IDEA #95 – URL Filter for filtering Adult websites using Google SafeSearch
It seems to me that there should be a web app with an API that I can easily send it a URL and it’ll toss back to me whether that URL is an adult website, or has been scanned and has adult keywords on it, or the URL has been officially designated by the company as a website with adult content.
I realize no filter will be great, but I’d like to have an initial filter. Google has ‘SafeSearch’, which will eliminate URL results if you have it turned on.
Does anyone know any actual web services that do what I want?
Otherwise, here’s an initial solution (which someone could create quickly I’m sure and I think it’d be useful to some people; ah-hem):
Do a Google search with the parameter of either ‘safe=off’ or ‘safe=active’ [these are hidden vars, but also appear to work in the query string].

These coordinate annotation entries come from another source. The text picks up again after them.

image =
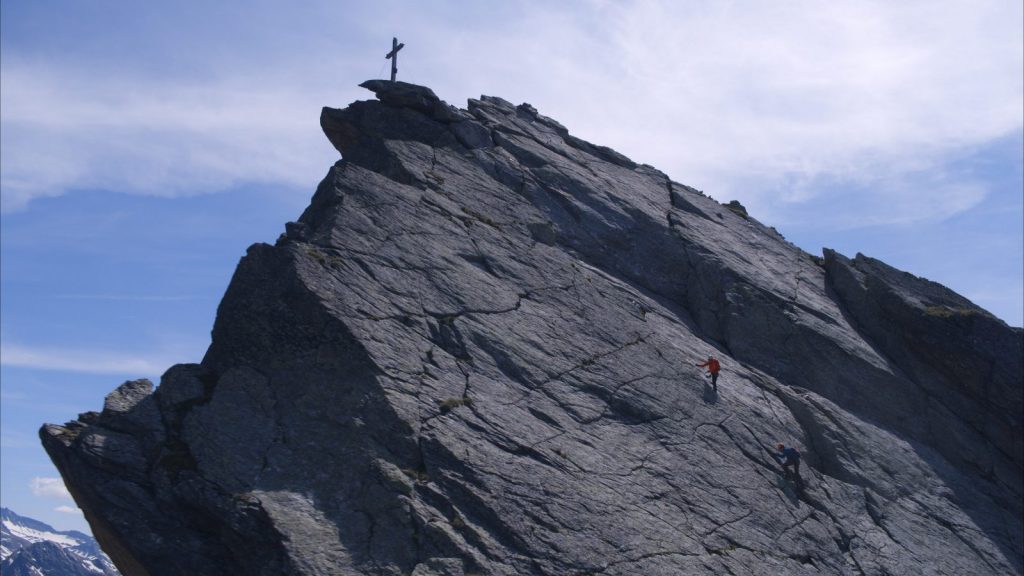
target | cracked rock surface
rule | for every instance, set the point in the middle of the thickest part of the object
(474, 354)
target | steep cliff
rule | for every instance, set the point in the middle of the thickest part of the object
(475, 353)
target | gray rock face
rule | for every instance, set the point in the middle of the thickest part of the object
(475, 354)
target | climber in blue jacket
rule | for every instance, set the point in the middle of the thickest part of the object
(787, 457)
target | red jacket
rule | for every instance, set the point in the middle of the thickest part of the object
(713, 366)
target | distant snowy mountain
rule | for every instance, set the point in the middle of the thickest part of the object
(31, 547)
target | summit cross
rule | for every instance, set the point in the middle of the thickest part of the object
(393, 56)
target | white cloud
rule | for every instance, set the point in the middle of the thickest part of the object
(165, 138)
(49, 488)
(745, 99)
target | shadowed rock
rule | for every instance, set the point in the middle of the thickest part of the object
(474, 353)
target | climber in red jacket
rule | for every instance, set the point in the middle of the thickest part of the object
(713, 368)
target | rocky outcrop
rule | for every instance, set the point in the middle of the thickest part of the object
(474, 354)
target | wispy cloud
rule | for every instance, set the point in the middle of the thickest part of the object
(126, 297)
(49, 488)
(136, 135)
(757, 100)
(79, 360)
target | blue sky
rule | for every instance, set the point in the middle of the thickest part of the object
(144, 146)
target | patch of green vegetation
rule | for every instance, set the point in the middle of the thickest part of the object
(738, 209)
(947, 312)
(453, 403)
(457, 521)
(316, 255)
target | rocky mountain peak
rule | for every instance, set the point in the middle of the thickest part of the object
(476, 353)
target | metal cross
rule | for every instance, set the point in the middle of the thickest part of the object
(393, 56)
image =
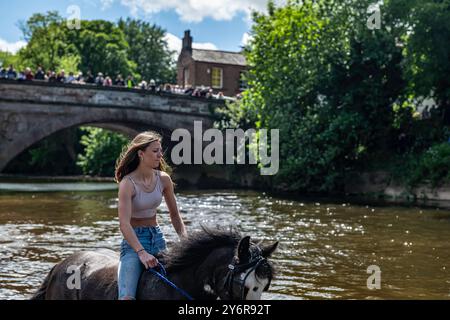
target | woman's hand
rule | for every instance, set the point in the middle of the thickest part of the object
(147, 259)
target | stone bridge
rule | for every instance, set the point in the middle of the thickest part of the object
(31, 111)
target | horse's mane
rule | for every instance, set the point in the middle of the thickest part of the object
(199, 245)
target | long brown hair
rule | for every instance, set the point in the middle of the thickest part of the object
(128, 160)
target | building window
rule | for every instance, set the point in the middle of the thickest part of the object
(186, 77)
(242, 81)
(217, 78)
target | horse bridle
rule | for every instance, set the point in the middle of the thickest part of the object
(235, 268)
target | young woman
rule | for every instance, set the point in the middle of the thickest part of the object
(143, 180)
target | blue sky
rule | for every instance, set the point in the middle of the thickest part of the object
(214, 24)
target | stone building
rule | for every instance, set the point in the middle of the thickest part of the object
(220, 70)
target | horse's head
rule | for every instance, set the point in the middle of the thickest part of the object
(249, 272)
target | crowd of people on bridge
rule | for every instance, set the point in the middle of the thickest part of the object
(106, 81)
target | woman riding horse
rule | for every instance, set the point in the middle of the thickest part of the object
(143, 180)
(209, 264)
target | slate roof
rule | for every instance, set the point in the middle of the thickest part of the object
(216, 56)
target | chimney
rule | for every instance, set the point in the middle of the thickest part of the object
(187, 41)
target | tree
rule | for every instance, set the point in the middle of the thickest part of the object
(149, 50)
(101, 149)
(102, 47)
(328, 83)
(46, 40)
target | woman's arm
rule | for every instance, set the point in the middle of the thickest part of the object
(171, 202)
(125, 195)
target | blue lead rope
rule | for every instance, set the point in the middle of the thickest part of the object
(163, 276)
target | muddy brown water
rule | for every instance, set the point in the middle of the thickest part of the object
(326, 246)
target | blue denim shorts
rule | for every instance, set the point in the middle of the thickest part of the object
(130, 266)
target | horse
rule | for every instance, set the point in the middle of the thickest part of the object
(211, 264)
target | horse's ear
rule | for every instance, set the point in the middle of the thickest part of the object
(267, 251)
(244, 248)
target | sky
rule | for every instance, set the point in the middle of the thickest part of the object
(214, 24)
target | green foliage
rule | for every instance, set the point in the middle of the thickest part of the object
(149, 50)
(101, 149)
(102, 47)
(130, 47)
(46, 40)
(425, 26)
(328, 83)
(431, 167)
(7, 58)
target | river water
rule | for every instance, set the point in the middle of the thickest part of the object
(326, 246)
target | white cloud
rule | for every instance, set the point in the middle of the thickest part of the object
(197, 10)
(175, 43)
(246, 38)
(11, 47)
(106, 4)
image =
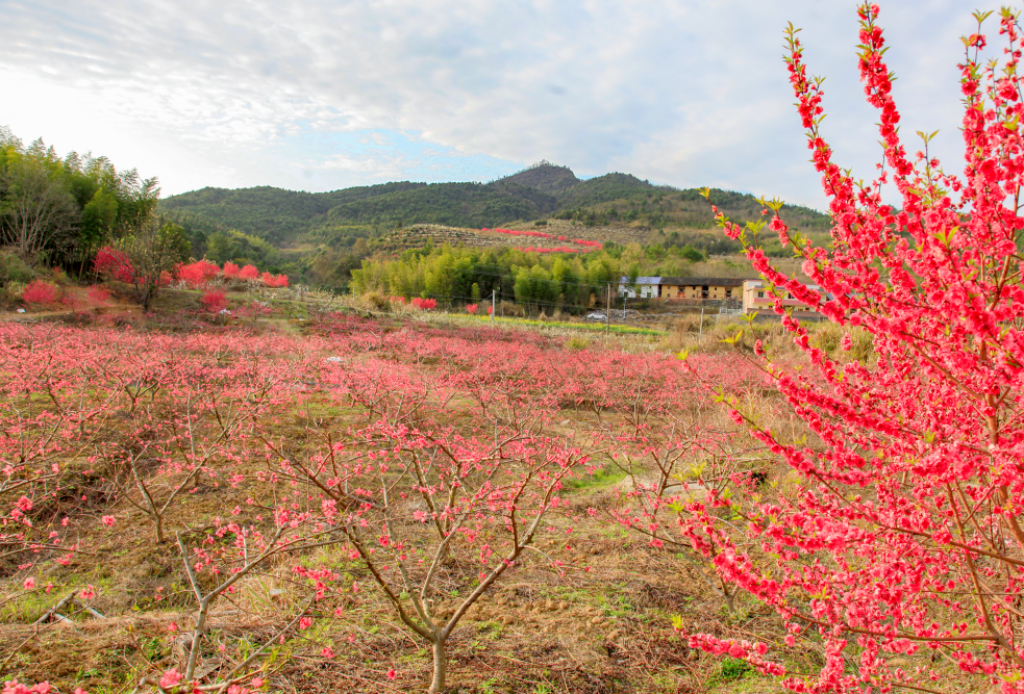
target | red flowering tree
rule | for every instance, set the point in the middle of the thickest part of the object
(411, 505)
(896, 548)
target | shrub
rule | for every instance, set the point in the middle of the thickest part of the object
(214, 301)
(424, 304)
(110, 262)
(98, 295)
(378, 302)
(12, 268)
(40, 293)
(198, 273)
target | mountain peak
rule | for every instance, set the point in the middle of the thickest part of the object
(544, 176)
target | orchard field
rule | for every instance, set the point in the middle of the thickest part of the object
(316, 470)
(387, 501)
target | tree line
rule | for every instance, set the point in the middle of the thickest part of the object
(462, 275)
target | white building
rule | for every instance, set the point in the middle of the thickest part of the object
(646, 288)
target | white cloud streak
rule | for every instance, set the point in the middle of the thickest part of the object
(244, 93)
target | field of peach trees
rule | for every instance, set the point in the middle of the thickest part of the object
(389, 504)
(367, 503)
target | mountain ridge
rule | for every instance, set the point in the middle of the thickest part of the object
(285, 217)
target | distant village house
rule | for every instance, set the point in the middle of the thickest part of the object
(646, 288)
(757, 297)
(715, 289)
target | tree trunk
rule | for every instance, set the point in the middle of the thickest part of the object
(440, 666)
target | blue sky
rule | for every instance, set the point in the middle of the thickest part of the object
(322, 95)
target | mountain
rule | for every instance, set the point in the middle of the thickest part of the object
(287, 218)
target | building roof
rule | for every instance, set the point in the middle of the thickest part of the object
(701, 282)
(642, 280)
(760, 283)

What you could do is a ‘site:(url)’ search with SafeSearch turned off, then with it turned on. If Google shows anything with SafeSearch off for that URL, then you know Google has the domain in its index. If then it shows nothing with SafeSearch turned on, then you know Google has blocked the site for adult content.
I guess the easy way to parse Google’s results for whether this is works is the keyword phrase “did not match any documents.”, along with “Make sure all words are spelled correctly.” [just to make sure that phrase wasn’t in the actual results].
Update 1: Sam built this quick and it works great! We’re going to put it up at FiltURL — anyone want to make this page look semi-decent graphically? I’m picturing the homepage of this site to have a URL box with a submit/go button. The homepage will have info on the app, as well as how to use it [like tinyurl]. We’ll also throw some adsense code on there. There doesn’t even have to be a 2nd page, we could just show the result in ajax on that page if the user inputs a url on our page manually.
Update 2: Nate comments below that AWIS can provide this info at $0.15 per 1000, but I wonder how limiting this is, because Alexa’s site doesn’t contain every single URL out there (and does it tell if a site is adult or not — if so, wouldn’t it be listed under their ‘adult’ category?). It would need to be tested. The Google route is good, but as mentioned in the comments, Google may block the IP; but we’re not profiting from Google.